So your days of renting are at an end and, at last, you’re moving into your own home. No more landlords to deal with. No more looking at wallpaper from the last century.
But wait! Aren’t you forgetting something? No more landlords coming around to fix your leaky faucet or flooding toilet either! It’s time to learn a little plumbing DIY and here’s a list of 10 things that every homeowner absolutely must know about plumbing:
- Valve, what valve? Start by getting to know your new house’s plumbing system. If you spring a leak you should know where you switch off the water. There should be two switch-off points, the main control and an on/off valve at each fixture. Be sure to learn how to switch the gas off for your water heater, too.
- Drip, drip, drip. What’s the most common plumbing problem homeowners face? A dripping faucet, of course. Quite often parts or the whole thing just need replacing. Turn the water off to the fixture and replace the faulty part, so keep handy some Extra resources to be able to choose the right piece. Usually it’s just a worn out seal.
- Just a dirty screen. Are you having trouble getting enough water out of your faucets? Low water pressure is often caused by something as simple as a clogged aerator. An aerator is a small cap that screws inside the nozzle of your faucet or onto the outside of the nozzle of your faucet. It functions as a small sieve to catch the gunk and stop it from landing in your drinking glass. Unless it is cleaned regularly it will clog up and slow down the water passing through that particular faucet. You can often remove it by hand or with a simple tool like a wrench.
- It’s lime time. Similarly your bathroom shower head can often get clogged from a build up of lime in your shower water. To clear away the lime scale just pour white vinegar in a bag and tie the bag over the showerhead overnight or remove the showerhead and soak it in the vinegar overnight.
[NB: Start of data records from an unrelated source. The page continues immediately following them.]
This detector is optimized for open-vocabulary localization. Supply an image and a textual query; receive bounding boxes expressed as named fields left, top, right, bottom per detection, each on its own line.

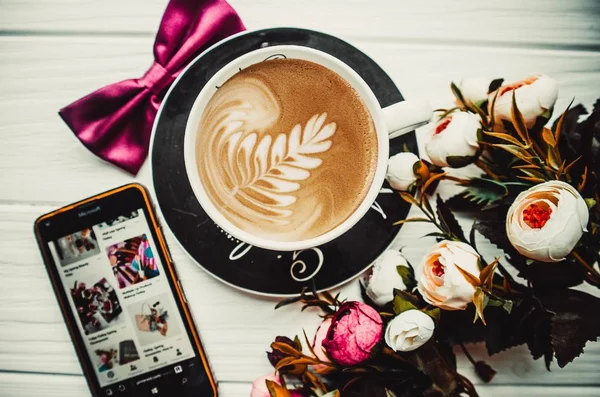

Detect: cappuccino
left=195, top=59, right=378, bottom=241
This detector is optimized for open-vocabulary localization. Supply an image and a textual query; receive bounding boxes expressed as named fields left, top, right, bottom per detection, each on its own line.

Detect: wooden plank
left=0, top=205, right=600, bottom=384
left=0, top=0, right=600, bottom=49
left=0, top=37, right=600, bottom=204
left=0, top=373, right=600, bottom=397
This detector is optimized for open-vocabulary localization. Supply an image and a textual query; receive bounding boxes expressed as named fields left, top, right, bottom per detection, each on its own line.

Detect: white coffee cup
left=184, top=45, right=432, bottom=251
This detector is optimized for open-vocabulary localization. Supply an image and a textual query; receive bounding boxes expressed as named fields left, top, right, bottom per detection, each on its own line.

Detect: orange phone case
left=34, top=183, right=218, bottom=397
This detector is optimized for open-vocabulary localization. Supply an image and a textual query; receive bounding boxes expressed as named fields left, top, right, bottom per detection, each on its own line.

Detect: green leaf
left=423, top=307, right=441, bottom=321
left=488, top=79, right=504, bottom=94
left=446, top=156, right=477, bottom=168
left=394, top=288, right=421, bottom=307
left=474, top=206, right=527, bottom=271
left=396, top=265, right=417, bottom=291
left=436, top=195, right=467, bottom=242
left=540, top=289, right=600, bottom=368
left=394, top=295, right=417, bottom=314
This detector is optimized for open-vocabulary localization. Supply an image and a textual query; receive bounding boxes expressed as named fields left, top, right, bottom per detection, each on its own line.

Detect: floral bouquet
left=251, top=75, right=600, bottom=397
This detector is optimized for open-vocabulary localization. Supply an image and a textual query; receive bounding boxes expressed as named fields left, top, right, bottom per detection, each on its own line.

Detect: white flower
left=425, top=112, right=481, bottom=167
left=416, top=240, right=480, bottom=310
left=386, top=152, right=419, bottom=191
left=457, top=77, right=492, bottom=106
left=506, top=181, right=590, bottom=262
left=385, top=309, right=435, bottom=352
left=489, top=74, right=558, bottom=127
left=364, top=250, right=408, bottom=306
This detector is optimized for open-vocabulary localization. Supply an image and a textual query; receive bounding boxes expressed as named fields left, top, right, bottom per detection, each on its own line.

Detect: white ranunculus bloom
left=385, top=309, right=435, bottom=352
left=416, top=240, right=480, bottom=310
left=506, top=181, right=590, bottom=262
left=457, top=77, right=492, bottom=106
left=386, top=152, right=419, bottom=191
left=425, top=112, right=481, bottom=167
left=489, top=74, right=558, bottom=127
left=364, top=250, right=408, bottom=306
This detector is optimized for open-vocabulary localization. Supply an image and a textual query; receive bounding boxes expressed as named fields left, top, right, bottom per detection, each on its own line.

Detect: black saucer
left=150, top=28, right=417, bottom=296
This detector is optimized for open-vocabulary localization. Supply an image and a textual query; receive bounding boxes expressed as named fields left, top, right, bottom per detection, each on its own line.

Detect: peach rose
left=416, top=240, right=480, bottom=310
left=425, top=112, right=481, bottom=167
left=506, top=181, right=590, bottom=262
left=488, top=74, right=558, bottom=128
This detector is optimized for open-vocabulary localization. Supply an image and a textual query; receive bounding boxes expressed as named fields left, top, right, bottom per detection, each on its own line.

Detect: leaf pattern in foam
left=228, top=113, right=337, bottom=217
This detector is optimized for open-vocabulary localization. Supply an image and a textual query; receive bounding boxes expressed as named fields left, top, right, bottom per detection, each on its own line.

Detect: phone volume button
left=177, top=280, right=188, bottom=303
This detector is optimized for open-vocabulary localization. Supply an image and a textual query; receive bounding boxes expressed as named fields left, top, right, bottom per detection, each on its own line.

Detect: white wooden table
left=0, top=0, right=600, bottom=397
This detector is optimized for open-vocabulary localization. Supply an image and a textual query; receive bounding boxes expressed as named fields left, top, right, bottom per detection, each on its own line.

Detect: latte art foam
left=196, top=59, right=377, bottom=241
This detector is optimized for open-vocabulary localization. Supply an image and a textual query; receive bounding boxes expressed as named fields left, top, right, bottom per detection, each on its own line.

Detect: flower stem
left=572, top=251, right=600, bottom=288
left=474, top=158, right=500, bottom=182
left=458, top=342, right=475, bottom=365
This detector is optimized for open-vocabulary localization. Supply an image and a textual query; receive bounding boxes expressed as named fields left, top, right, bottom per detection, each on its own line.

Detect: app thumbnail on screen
left=55, top=228, right=100, bottom=266
left=71, top=278, right=123, bottom=335
left=106, top=234, right=159, bottom=288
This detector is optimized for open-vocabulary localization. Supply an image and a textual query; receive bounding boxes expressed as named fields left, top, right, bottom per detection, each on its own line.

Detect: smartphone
left=34, top=184, right=217, bottom=397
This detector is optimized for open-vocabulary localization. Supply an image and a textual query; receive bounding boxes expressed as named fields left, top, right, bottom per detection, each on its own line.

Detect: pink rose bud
left=267, top=336, right=296, bottom=367
left=323, top=302, right=383, bottom=366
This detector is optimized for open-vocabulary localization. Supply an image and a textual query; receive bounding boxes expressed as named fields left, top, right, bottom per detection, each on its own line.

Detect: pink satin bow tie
left=59, top=0, right=245, bottom=174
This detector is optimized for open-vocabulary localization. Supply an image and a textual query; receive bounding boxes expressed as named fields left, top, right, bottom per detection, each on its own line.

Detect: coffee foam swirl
left=197, top=60, right=378, bottom=241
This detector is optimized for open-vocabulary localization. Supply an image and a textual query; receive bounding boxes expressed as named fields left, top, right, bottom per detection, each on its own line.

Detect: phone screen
left=34, top=184, right=212, bottom=396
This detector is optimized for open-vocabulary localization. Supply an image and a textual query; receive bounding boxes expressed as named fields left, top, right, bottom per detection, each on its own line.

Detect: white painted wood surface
left=0, top=0, right=600, bottom=397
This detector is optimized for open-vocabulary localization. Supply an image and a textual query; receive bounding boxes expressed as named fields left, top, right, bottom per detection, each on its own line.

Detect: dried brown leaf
left=479, top=257, right=500, bottom=289
left=421, top=172, right=448, bottom=196
left=542, top=127, right=556, bottom=147
left=492, top=144, right=533, bottom=164
left=517, top=176, right=546, bottom=183
left=266, top=380, right=292, bottom=397
left=399, top=192, right=419, bottom=206
left=456, top=265, right=481, bottom=288
left=483, top=131, right=523, bottom=147
left=473, top=288, right=487, bottom=325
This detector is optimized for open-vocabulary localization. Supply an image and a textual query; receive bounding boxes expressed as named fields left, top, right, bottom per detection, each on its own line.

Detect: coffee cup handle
left=382, top=99, right=433, bottom=139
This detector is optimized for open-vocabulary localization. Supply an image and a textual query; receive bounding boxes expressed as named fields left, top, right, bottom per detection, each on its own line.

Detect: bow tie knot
left=56, top=0, right=244, bottom=174
left=138, top=62, right=175, bottom=96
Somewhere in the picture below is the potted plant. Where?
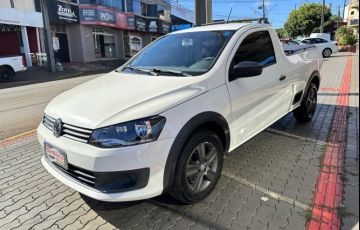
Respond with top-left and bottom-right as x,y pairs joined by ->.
336,26 -> 357,52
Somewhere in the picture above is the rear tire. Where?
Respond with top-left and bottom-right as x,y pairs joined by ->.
294,83 -> 318,122
169,130 -> 224,204
323,48 -> 332,58
0,67 -> 15,82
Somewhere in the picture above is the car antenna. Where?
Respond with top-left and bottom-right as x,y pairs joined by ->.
226,7 -> 232,23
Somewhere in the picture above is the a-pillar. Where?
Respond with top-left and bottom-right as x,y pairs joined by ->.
21,26 -> 32,67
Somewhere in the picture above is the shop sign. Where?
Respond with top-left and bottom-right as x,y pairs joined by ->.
48,1 -> 79,23
80,5 -> 135,30
159,20 -> 170,34
0,7 -> 43,28
171,0 -> 195,24
135,16 -> 147,32
147,19 -> 159,33
129,34 -> 143,56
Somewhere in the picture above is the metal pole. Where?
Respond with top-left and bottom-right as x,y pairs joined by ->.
263,0 -> 266,21
337,5 -> 340,29
41,0 -> 56,72
195,0 -> 212,26
320,0 -> 325,33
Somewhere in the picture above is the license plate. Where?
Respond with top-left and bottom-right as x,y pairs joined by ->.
44,143 -> 68,170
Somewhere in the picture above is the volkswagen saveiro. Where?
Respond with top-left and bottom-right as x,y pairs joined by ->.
38,23 -> 321,203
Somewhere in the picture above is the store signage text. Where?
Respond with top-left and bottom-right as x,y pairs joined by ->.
80,5 -> 135,30
48,1 -> 79,23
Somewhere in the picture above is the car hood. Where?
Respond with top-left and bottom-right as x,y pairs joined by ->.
45,72 -> 208,129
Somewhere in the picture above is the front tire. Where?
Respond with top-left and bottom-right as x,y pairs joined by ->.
294,83 -> 318,122
323,48 -> 332,58
170,130 -> 224,204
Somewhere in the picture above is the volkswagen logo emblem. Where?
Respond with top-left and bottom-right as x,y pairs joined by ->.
53,118 -> 62,137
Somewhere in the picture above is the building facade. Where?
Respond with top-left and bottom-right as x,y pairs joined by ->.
171,0 -> 195,31
36,0 -> 171,62
0,0 -> 43,67
344,0 -> 359,27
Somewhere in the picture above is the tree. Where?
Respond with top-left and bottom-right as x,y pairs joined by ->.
276,28 -> 288,38
284,3 -> 331,37
336,26 -> 357,46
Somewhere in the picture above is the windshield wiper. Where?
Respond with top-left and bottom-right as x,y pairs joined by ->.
115,66 -> 158,76
152,68 -> 192,77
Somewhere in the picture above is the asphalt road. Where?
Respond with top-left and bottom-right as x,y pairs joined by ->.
0,74 -> 102,140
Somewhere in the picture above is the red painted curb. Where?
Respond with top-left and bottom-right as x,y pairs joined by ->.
307,56 -> 352,230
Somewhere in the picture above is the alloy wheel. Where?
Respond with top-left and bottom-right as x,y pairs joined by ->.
186,142 -> 219,193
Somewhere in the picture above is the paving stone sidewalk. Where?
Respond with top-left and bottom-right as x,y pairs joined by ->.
0,53 -> 359,230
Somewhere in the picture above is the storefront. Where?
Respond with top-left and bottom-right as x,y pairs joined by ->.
48,1 -> 80,62
79,5 -> 135,62
171,0 -> 195,31
0,8 -> 43,67
124,15 -> 170,58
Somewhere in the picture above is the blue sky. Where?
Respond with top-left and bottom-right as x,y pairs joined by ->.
178,0 -> 348,28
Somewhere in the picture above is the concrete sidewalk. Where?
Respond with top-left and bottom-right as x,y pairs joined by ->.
0,54 -> 359,230
0,60 -> 125,89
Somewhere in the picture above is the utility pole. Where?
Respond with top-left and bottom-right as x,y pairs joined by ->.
336,5 -> 340,29
320,0 -> 325,33
40,0 -> 56,72
263,0 -> 266,21
195,0 -> 212,26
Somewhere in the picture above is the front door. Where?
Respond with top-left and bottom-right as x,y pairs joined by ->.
228,29 -> 291,145
54,33 -> 70,62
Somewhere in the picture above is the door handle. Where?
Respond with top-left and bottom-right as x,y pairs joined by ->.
279,75 -> 286,81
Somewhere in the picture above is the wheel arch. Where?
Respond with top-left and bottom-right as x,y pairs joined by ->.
0,65 -> 15,74
163,112 -> 230,192
305,70 -> 321,92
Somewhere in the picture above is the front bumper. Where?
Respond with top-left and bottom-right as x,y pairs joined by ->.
38,124 -> 174,202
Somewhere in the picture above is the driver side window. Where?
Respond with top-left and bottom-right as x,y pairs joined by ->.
231,31 -> 276,68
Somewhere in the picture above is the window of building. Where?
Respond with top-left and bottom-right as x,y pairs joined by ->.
232,31 -> 276,66
147,4 -> 158,17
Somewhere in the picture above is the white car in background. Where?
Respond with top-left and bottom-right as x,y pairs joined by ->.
300,37 -> 339,58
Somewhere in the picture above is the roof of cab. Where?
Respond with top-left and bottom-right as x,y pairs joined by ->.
174,23 -> 269,33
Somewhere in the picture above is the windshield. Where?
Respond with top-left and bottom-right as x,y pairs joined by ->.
123,31 -> 234,76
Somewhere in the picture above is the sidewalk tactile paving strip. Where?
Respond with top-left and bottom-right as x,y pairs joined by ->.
0,54 -> 356,230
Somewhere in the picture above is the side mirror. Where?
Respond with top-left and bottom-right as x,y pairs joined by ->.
230,61 -> 263,80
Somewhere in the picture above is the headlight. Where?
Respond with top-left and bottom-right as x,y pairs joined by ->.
89,116 -> 166,148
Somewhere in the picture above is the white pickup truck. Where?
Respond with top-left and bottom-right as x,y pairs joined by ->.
37,23 -> 322,203
0,56 -> 26,81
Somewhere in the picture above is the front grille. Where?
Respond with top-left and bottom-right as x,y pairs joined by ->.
43,114 -> 92,143
54,164 -> 95,188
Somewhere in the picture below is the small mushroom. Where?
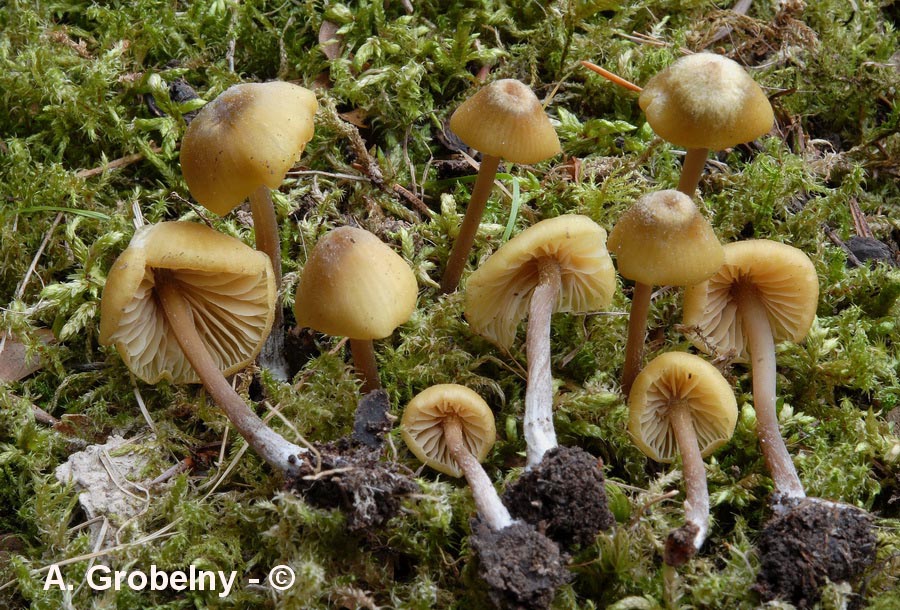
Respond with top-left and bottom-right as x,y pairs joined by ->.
441,79 -> 560,293
684,239 -> 819,498
638,53 -> 775,197
100,222 -> 307,474
628,352 -> 737,566
294,227 -> 418,394
607,190 -> 724,396
465,214 -> 616,468
181,81 -> 318,379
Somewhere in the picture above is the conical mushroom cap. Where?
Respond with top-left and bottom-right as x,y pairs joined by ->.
466,214 -> 616,348
181,81 -> 319,215
638,53 -> 775,150
628,352 -> 737,463
100,222 -> 275,384
294,227 -> 418,339
450,79 -> 561,164
400,383 -> 497,477
607,190 -> 725,286
684,239 -> 819,362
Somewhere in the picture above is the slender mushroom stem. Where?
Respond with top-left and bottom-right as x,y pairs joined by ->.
441,155 -> 500,294
678,148 -> 709,199
155,270 -> 308,474
738,285 -> 806,498
666,404 -> 709,565
443,417 -> 513,531
524,257 -> 561,470
350,339 -> 381,394
622,282 -> 653,396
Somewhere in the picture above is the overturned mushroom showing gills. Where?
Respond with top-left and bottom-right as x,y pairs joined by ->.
466,214 -> 616,468
684,240 -> 819,498
638,53 -> 775,197
294,227 -> 418,394
181,81 -> 318,379
441,79 -> 561,293
100,222 -> 307,474
628,352 -> 737,566
607,190 -> 725,396
400,384 -> 569,609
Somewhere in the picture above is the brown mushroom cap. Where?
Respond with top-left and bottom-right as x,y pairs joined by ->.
466,214 -> 616,348
294,227 -> 418,339
684,239 -> 819,362
100,222 -> 275,384
450,79 -> 561,164
628,352 -> 737,463
181,81 -> 318,215
607,190 -> 725,286
400,383 -> 497,477
638,53 -> 775,150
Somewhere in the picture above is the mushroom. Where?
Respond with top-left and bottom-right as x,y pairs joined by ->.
181,81 -> 318,379
441,79 -> 561,294
465,214 -> 615,469
607,190 -> 724,396
628,352 -> 737,566
684,239 -> 819,498
100,222 -> 307,474
294,227 -> 418,393
581,53 -> 775,197
400,384 -> 569,609
638,53 -> 775,197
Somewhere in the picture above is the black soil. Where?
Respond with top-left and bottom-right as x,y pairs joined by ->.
754,498 -> 876,608
469,520 -> 571,610
503,447 -> 615,549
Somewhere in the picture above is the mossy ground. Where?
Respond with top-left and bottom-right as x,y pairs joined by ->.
0,0 -> 900,609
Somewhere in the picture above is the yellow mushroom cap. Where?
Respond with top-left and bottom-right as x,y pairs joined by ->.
400,383 -> 497,477
181,81 -> 319,215
607,190 -> 725,286
450,79 -> 561,164
638,53 -> 775,150
628,352 -> 737,463
466,214 -> 616,348
684,239 -> 819,362
100,222 -> 275,383
294,227 -> 418,340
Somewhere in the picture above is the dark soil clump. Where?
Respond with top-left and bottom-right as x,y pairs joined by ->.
754,498 -> 876,608
469,520 -> 571,610
503,447 -> 615,549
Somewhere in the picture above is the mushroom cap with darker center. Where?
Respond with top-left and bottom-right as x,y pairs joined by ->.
181,81 -> 318,215
466,214 -> 616,348
450,79 -> 561,164
607,190 -> 725,286
684,239 -> 819,362
400,383 -> 497,477
294,227 -> 418,340
638,53 -> 775,150
628,352 -> 737,463
100,222 -> 275,384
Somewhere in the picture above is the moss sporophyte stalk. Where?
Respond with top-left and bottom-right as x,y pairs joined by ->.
0,0 -> 900,609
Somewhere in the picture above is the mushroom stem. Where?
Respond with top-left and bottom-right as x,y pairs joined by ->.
738,286 -> 806,498
524,257 -> 561,470
442,417 -> 513,531
350,339 -> 381,394
622,282 -> 653,396
155,270 -> 307,475
441,155 -> 500,294
666,403 -> 709,565
678,148 -> 709,199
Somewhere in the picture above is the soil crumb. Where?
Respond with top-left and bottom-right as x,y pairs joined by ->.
469,519 -> 571,610
754,498 -> 877,608
503,447 -> 615,549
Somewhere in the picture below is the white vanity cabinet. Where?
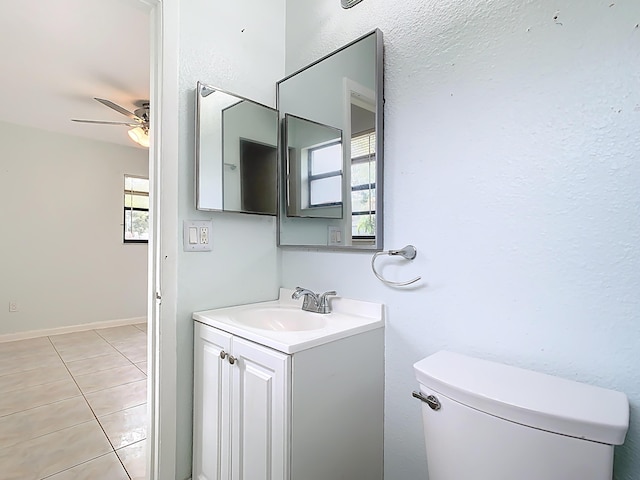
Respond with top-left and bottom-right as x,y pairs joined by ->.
192,311 -> 384,480
193,322 -> 291,480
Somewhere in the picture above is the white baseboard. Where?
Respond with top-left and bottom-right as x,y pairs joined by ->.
0,317 -> 147,343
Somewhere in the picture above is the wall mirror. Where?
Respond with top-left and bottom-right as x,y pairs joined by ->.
196,82 -> 278,215
277,30 -> 383,250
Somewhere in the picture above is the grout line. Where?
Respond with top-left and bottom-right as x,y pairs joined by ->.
47,332 -> 142,480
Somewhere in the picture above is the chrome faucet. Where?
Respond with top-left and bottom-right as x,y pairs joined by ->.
291,287 -> 337,313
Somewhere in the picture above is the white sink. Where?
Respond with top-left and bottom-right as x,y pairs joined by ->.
193,288 -> 384,353
234,306 -> 327,332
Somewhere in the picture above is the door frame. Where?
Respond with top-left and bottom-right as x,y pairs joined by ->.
141,0 -> 180,480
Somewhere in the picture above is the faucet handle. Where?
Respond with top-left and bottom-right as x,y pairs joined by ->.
318,290 -> 337,313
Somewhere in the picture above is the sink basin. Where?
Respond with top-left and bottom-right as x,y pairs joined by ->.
193,288 -> 384,354
235,307 -> 326,332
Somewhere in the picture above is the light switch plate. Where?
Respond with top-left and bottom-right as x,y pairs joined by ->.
182,220 -> 213,252
327,225 -> 344,246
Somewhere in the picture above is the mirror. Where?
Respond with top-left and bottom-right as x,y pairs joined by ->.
196,82 -> 278,215
283,113 -> 343,218
277,30 -> 383,250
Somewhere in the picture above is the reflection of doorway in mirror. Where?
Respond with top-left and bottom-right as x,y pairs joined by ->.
343,78 -> 377,245
240,138 -> 278,215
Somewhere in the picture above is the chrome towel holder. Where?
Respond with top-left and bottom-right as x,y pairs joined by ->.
371,245 -> 422,287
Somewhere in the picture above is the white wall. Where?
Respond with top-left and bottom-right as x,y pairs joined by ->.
282,0 -> 640,480
0,122 -> 149,335
175,0 -> 284,479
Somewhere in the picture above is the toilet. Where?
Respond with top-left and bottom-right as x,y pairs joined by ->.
413,351 -> 629,480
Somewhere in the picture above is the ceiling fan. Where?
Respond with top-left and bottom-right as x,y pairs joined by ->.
71,97 -> 149,148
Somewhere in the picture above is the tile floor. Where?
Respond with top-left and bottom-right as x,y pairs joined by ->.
0,324 -> 147,480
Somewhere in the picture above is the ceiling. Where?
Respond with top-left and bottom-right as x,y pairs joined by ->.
0,0 -> 150,148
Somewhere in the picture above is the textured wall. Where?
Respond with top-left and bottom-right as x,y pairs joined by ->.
282,0 -> 640,480
0,122 -> 149,335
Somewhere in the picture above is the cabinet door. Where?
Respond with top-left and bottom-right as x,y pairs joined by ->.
193,322 -> 236,480
230,337 -> 291,480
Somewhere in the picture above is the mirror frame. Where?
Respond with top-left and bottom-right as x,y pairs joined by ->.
194,81 -> 280,217
276,28 -> 384,251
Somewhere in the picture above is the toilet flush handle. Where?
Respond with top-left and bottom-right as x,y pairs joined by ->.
413,392 -> 441,411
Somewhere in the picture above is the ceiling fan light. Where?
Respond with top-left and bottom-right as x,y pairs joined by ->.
128,127 -> 149,148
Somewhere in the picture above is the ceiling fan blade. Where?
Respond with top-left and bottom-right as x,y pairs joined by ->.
94,97 -> 142,122
71,118 -> 141,127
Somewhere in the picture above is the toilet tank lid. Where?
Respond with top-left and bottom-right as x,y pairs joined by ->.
413,351 -> 629,445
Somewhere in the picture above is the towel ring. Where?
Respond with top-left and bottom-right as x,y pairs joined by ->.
371,245 -> 422,287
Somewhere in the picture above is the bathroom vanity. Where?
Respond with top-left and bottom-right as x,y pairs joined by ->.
193,289 -> 384,480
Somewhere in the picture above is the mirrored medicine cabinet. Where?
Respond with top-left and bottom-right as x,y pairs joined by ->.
196,82 -> 278,215
196,30 -> 384,250
277,30 -> 383,250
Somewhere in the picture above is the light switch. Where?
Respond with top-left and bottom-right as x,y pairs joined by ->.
327,225 -> 342,246
189,227 -> 198,245
182,220 -> 213,252
200,227 -> 209,245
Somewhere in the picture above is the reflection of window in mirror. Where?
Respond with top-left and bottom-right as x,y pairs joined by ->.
351,130 -> 376,240
307,140 -> 342,208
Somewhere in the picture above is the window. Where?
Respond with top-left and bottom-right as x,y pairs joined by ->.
308,140 -> 342,207
123,175 -> 149,243
351,131 -> 376,240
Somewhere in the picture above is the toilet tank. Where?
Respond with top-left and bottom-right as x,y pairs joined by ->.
414,351 -> 629,480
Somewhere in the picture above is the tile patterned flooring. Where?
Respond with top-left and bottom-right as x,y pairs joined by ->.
0,324 -> 147,480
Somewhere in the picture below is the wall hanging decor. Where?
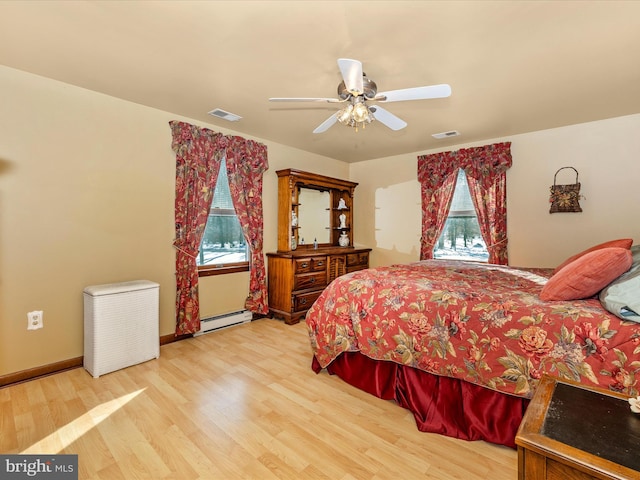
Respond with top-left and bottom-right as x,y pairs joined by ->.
549,167 -> 584,213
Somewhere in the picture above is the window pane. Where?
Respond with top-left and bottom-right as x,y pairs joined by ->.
196,160 -> 249,266
433,170 -> 489,262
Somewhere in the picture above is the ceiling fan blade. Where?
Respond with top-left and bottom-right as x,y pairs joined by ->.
269,97 -> 345,103
313,112 -> 338,133
371,105 -> 407,130
374,84 -> 451,102
338,58 -> 364,96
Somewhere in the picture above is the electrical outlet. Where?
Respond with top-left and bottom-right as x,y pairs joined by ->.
27,310 -> 44,330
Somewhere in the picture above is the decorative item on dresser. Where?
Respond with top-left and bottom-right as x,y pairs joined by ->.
267,169 -> 371,325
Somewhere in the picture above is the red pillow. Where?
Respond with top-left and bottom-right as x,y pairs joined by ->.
540,248 -> 633,301
553,238 -> 633,274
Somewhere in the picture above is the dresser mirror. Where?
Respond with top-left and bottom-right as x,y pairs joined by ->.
276,168 -> 358,252
298,187 -> 331,245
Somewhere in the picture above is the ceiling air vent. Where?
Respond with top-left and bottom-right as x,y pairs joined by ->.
209,108 -> 242,122
431,130 -> 460,140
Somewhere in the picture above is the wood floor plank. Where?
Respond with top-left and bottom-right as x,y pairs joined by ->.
0,319 -> 517,480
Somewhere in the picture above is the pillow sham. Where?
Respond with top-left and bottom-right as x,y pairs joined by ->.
540,247 -> 633,301
599,260 -> 640,323
631,245 -> 640,266
553,238 -> 633,275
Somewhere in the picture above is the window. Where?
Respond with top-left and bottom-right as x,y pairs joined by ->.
196,160 -> 249,276
433,169 -> 489,262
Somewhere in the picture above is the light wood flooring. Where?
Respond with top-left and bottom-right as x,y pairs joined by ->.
0,318 -> 517,480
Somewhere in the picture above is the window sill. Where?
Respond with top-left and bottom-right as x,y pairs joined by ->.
198,262 -> 249,277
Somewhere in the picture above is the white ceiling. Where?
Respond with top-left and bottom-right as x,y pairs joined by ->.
0,0 -> 640,162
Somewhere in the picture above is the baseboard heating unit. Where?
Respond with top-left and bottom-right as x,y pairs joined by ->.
84,280 -> 160,377
193,310 -> 253,337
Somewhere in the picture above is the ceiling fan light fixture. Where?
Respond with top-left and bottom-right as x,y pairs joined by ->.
336,97 -> 375,132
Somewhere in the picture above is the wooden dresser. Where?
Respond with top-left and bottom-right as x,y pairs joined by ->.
516,376 -> 640,480
267,247 -> 371,325
267,169 -> 371,324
- It’s getting a bit hairy. Slightly nastier to deal with are clogged shower drains, but no worries Sunshine Coast blocked drains can do it for you! Make sure you have a pair of disposable gloves and non kitchen tongs handy. If necessary, remove the cover and dredge out the gross stuff which is usually greasy build up attached to matted hair. The more frequently you do this the less disgusting it will be.
- Greased lightning. Pouring oil and grease down kitchen sinks is a big no no. This can cause a build up around pipes and lead to severe blockages. Always return the oil to its original bottle and place it in the garbage when you are done with it. To get the most out of your oil instead of throwing it away after every use, put a coffee filter in a funnel and strain the oil back into a bottle and it will last a few more uses.
- My disposal makes funny sounds whenever I dump chicken bones? So many people misuse their garbage disposal and land up paying for it later. Always scrape your plates into the garbage can first (you could discover here some of the best garbage disposals professing the same). The function of a garbage disposal is to get the scraps that you can’t scrape off. You should also turn the cold faucet on and run the water while you are wiping the plate off into the sink. This helps the blades in your disposal last longer.
- Down the rabbit hole. Oops, dropped something down the sink? There is no need to call a plumber, says Tom Pollard of Budget Plumbing but you do need to act fast! Turn off the water immediately! Look under the sink and you will see a U shape in the pipe. This should have a release valve. Make sure you have a towel or pan down to catch the water. Release the valve and there’s your valuable earring. Simple.
- The neighbors are stealing my water! Are you concerned you have a costly water leak somewhere in your system? First, find your water meter. The next time you’re leaving the house for an extended period (to go to work etc.) write down the water meter reading. When you get back, check the reading again. If the reading has gone up, and no one has been home to use the water, there’s a good chance you have a leak. Early detection can help to keep costs down.
- Give a little love to your freezing pipes. If you live somewhere that gets freezing cold in winter you need to take care of your plumbing to avoid unnecessary repairs. In sub-zero temperatures pipes can actually freeze and burst. Cheapskates often think they are saving money by turning off all heating when they go out. But there are advantages in keeping your house slightly heated. Not only do your appliances run the risk of freezing and breaking, but so do your pipes. Water can freeze in your pipes, expand and crack the pipes leaving you with expensive repairs.
With a little bit of know-how and the willingness to give something new a try, homeowners can often fix minor plumbing challenges without calling in a professional. But be careful ripping apart your plumbing if you don’t know what you are doing. If you don’t feel comfortable doing this, we suggest you call a plumber like plumber Manhattan to avoid all the stress and hassle. If things go wrong you could end up having to turn your water off indefinitely while you scramble to get a plumber to come in and fix your mess…and let’s face it, it could end up costing you a lot more after you tinker with the inner workings of your plumbing system than if you’d just called in a pro when you knew that you were probably in over your DIY head!
- License: Image author owned
- License: Image author owned
By M.-J. Taylor
M.-J. Taylor writes for Budget Plumbing and other clients in real estate and home improvement and enjoys the great outdoors in her free time.